TELEKOMUNIKASI, INTERNET DAN PENYIARAN MENJADI ISU PENTING DALAM PEMBANGUNAN INFRASTRUKTUR TIK DI TANAH AIR SAAT INI. MESKIPUN SECARA TEKNOLOGI TELAH TERJADI KONVERGENSI, NAMUN MASING-MASING SEKTOR TERSEBUT MEMPUNYAI DINAMIKA DAN PERMASALAHAN YANG BERBEDA.
RUDIANTARA, Menteri Komunikasi dan Informatika (Menkominfo) dalam susunan Kabinet Kerja yang dibentuk Joko Widodo, melihat permasalahan Telekomunikasi, Internet dan Penyiaran sebagai tantangan yang harus segera diatur dan diperbaiki dalam masa tugasnya lima tahun kedepan. Apalagi Teknologi Komunikasi dan Informatika (TIK) telah menyentuh semua sektor yang perannya akan menjadi enabler pertumbuhan ekonomi nasional.

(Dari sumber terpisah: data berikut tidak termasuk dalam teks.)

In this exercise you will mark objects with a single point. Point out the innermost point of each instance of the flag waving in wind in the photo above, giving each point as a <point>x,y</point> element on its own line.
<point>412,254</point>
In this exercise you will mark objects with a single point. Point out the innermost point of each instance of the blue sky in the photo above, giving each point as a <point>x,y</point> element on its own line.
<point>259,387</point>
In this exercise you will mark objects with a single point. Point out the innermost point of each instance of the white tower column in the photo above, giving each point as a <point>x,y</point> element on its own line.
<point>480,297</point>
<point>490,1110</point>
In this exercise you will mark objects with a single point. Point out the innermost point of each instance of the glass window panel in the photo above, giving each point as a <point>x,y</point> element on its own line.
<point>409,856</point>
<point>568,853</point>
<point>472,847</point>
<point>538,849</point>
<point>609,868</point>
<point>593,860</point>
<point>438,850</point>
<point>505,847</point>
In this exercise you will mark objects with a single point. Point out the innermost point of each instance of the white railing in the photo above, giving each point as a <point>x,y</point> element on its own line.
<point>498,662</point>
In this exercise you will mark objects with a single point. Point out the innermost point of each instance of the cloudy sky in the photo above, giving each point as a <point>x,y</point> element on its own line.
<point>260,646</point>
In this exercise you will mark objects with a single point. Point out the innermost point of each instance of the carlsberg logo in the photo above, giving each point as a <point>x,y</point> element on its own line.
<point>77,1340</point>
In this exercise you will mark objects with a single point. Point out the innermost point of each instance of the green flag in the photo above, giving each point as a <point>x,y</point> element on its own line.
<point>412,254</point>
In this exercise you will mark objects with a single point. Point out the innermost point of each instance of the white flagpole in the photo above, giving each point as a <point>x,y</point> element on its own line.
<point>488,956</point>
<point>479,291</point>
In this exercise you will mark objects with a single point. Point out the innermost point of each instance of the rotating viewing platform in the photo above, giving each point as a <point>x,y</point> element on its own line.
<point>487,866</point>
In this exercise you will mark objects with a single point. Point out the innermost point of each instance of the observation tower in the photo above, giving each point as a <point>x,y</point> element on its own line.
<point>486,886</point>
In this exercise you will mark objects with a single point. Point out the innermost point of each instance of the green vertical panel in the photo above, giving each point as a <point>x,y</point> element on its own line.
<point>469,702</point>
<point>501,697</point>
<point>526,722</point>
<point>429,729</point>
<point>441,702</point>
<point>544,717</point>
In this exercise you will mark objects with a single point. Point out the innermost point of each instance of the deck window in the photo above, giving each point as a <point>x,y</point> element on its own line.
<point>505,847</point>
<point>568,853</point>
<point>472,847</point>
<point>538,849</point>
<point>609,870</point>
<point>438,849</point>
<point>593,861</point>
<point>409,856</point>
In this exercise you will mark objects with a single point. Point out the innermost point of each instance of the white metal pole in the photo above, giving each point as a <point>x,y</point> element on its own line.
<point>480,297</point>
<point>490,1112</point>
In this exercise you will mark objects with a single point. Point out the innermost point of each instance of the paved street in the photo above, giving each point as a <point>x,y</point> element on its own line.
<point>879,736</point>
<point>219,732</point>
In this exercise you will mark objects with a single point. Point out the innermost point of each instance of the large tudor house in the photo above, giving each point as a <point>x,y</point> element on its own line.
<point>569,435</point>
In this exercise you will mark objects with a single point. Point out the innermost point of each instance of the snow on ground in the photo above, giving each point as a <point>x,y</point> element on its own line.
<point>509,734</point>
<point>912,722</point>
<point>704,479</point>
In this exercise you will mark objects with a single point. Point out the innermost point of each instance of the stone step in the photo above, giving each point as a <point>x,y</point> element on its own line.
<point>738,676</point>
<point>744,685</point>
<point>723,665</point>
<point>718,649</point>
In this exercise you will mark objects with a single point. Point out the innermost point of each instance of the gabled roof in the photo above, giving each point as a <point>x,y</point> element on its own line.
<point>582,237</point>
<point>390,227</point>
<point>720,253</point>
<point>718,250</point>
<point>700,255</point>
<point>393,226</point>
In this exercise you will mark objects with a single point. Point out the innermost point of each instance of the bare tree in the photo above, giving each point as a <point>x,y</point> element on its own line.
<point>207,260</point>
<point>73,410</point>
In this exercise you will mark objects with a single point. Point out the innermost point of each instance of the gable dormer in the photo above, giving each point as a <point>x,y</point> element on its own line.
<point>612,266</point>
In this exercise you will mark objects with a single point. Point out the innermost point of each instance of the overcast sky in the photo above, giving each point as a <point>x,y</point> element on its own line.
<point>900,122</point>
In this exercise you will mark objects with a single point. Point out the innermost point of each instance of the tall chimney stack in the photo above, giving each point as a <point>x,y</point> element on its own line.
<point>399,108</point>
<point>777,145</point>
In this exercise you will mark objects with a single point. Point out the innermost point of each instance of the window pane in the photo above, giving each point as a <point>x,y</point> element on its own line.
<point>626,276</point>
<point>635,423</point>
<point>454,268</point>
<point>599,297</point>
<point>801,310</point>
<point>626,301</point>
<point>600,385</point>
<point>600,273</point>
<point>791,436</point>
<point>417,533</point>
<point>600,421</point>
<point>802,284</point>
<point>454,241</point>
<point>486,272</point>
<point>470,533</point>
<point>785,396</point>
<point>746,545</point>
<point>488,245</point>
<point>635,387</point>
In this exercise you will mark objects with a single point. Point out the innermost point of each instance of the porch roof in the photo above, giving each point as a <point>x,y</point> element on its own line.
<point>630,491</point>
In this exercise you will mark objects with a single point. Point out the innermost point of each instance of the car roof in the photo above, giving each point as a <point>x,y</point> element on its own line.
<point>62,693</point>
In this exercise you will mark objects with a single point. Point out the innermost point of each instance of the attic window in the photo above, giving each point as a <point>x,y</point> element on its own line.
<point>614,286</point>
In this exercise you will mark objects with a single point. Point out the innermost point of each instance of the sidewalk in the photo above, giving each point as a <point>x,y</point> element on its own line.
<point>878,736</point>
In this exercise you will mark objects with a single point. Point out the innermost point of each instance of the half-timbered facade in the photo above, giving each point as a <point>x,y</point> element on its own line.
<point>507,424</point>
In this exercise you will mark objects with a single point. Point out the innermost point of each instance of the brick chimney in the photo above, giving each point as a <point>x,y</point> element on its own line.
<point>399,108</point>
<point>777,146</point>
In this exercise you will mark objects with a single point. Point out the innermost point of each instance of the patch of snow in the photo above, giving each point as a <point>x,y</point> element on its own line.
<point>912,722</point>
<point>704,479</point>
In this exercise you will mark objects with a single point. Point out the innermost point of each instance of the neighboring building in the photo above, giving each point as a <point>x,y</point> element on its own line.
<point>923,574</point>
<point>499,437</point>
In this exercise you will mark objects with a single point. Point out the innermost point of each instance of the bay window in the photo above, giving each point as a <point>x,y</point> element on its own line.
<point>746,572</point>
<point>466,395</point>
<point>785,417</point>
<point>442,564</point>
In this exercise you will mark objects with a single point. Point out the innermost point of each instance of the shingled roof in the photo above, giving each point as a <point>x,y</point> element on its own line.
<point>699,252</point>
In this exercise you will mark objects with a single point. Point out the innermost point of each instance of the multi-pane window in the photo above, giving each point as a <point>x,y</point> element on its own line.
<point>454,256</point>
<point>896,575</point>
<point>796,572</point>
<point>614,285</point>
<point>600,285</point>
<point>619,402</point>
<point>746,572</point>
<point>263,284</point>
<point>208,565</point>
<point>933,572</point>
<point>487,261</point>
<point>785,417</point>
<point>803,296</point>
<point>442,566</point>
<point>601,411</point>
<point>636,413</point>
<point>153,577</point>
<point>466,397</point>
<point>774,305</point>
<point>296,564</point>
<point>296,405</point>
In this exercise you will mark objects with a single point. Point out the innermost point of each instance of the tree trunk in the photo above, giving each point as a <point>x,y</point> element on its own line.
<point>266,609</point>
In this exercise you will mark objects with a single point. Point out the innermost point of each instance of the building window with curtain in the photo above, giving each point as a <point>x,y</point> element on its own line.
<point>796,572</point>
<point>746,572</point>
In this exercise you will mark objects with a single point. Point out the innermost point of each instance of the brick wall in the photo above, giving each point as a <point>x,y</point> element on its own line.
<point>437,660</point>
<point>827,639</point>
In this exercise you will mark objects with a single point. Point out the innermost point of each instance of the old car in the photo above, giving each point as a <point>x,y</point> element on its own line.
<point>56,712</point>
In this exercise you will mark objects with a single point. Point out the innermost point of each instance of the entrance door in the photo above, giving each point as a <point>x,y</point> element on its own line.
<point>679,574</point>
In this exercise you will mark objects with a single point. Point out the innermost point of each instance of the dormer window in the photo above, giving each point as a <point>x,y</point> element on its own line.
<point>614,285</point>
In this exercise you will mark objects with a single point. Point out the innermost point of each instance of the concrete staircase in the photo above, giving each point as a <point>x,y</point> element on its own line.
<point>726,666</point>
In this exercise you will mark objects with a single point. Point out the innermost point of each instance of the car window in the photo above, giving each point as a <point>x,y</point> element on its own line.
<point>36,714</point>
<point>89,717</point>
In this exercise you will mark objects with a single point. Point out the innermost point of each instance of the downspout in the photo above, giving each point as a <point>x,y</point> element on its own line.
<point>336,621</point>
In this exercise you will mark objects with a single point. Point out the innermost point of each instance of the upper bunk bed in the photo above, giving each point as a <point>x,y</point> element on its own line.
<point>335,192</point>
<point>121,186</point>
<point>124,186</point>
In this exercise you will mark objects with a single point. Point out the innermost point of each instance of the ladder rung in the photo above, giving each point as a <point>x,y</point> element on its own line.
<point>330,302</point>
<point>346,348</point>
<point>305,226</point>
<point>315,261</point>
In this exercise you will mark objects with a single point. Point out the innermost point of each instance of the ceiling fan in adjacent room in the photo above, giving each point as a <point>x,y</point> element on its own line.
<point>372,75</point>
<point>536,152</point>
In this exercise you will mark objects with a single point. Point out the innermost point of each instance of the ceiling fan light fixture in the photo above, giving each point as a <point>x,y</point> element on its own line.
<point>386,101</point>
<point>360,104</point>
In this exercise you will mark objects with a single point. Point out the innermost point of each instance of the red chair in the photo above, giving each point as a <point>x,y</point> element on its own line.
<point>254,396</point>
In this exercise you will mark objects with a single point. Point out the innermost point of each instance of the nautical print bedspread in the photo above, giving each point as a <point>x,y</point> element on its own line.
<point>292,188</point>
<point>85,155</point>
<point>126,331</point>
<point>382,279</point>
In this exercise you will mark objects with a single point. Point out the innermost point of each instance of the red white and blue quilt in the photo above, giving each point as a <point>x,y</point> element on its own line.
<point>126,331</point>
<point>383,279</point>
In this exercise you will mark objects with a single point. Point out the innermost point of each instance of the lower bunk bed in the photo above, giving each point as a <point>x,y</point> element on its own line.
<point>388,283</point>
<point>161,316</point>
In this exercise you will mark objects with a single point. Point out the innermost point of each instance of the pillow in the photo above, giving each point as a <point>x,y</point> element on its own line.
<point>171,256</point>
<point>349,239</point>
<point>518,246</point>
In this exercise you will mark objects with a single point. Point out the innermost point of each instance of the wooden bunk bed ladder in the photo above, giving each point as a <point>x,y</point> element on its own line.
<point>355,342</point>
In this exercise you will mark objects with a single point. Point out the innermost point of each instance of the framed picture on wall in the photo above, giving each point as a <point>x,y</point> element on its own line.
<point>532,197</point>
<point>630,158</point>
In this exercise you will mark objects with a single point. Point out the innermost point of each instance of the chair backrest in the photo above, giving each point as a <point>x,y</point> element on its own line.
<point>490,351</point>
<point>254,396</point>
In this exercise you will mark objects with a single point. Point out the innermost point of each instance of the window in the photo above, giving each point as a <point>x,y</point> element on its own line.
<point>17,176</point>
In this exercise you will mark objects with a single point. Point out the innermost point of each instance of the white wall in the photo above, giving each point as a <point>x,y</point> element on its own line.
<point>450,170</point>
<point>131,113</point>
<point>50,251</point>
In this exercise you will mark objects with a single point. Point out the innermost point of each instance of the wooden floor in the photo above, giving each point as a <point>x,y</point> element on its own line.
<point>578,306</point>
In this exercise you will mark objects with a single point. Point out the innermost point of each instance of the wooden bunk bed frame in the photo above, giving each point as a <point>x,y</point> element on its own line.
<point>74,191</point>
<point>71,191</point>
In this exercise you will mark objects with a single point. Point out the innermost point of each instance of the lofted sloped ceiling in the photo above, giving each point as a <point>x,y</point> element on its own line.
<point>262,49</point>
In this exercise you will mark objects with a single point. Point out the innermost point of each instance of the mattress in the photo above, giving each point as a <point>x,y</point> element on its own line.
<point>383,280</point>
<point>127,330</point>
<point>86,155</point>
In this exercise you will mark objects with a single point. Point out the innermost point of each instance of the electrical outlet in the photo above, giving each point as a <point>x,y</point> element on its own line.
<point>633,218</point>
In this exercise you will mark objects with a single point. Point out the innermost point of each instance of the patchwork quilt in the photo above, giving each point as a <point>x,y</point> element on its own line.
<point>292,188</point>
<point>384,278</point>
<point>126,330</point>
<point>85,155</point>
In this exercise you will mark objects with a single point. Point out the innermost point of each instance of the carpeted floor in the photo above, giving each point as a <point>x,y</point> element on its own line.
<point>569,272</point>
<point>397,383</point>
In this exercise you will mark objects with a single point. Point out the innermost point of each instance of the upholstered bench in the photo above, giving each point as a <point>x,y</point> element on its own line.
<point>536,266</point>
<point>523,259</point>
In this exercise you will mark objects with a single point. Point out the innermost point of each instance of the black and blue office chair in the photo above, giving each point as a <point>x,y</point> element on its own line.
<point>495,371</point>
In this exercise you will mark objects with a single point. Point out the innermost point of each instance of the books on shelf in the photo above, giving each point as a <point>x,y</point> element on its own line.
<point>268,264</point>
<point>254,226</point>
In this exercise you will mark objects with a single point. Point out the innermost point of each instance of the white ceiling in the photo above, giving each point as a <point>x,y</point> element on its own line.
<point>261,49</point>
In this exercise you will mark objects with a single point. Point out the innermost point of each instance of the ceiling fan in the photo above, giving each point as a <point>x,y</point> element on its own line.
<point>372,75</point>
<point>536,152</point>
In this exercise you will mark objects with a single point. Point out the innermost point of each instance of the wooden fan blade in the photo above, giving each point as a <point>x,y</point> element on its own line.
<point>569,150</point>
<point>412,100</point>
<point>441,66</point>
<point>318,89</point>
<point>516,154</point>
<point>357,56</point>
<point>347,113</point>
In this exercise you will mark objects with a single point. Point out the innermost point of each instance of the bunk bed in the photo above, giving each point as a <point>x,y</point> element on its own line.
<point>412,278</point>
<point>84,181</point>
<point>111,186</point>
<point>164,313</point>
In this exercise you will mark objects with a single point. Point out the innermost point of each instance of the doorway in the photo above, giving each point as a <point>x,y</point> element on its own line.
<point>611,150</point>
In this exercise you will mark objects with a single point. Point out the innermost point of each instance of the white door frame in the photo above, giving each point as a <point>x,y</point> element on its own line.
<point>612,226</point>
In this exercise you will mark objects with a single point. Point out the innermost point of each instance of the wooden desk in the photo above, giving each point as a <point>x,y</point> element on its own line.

Menyoroti permasalahan telekomunikasi, pria kelahiran Bogor, 3 Mei 1959 ini menyebutkan, Indonesia masih tertinggal dan bahkan di kawasan Asean sendiri masuk urutan keempat, setelah Singapura, Malaysia dan Thailand. Sehingga perlu menjalankan program yang sangat mendasar yaitu broadband. Untungnya, menurut mantan Komisaris Indosat yang juga pernah berkarir di Telkomsel, Excelcomindo (kini XL Axiata) dan Telkom, serta sejumlah badan usaha milik negara dan swasta ini, pemerintah telah mengeluarkan Perpres pada bulan September 2014 untuk implementasi broadband yaitu rencana pita lebar atau Indonesia Broadband Plan (IBP) 2014-2019.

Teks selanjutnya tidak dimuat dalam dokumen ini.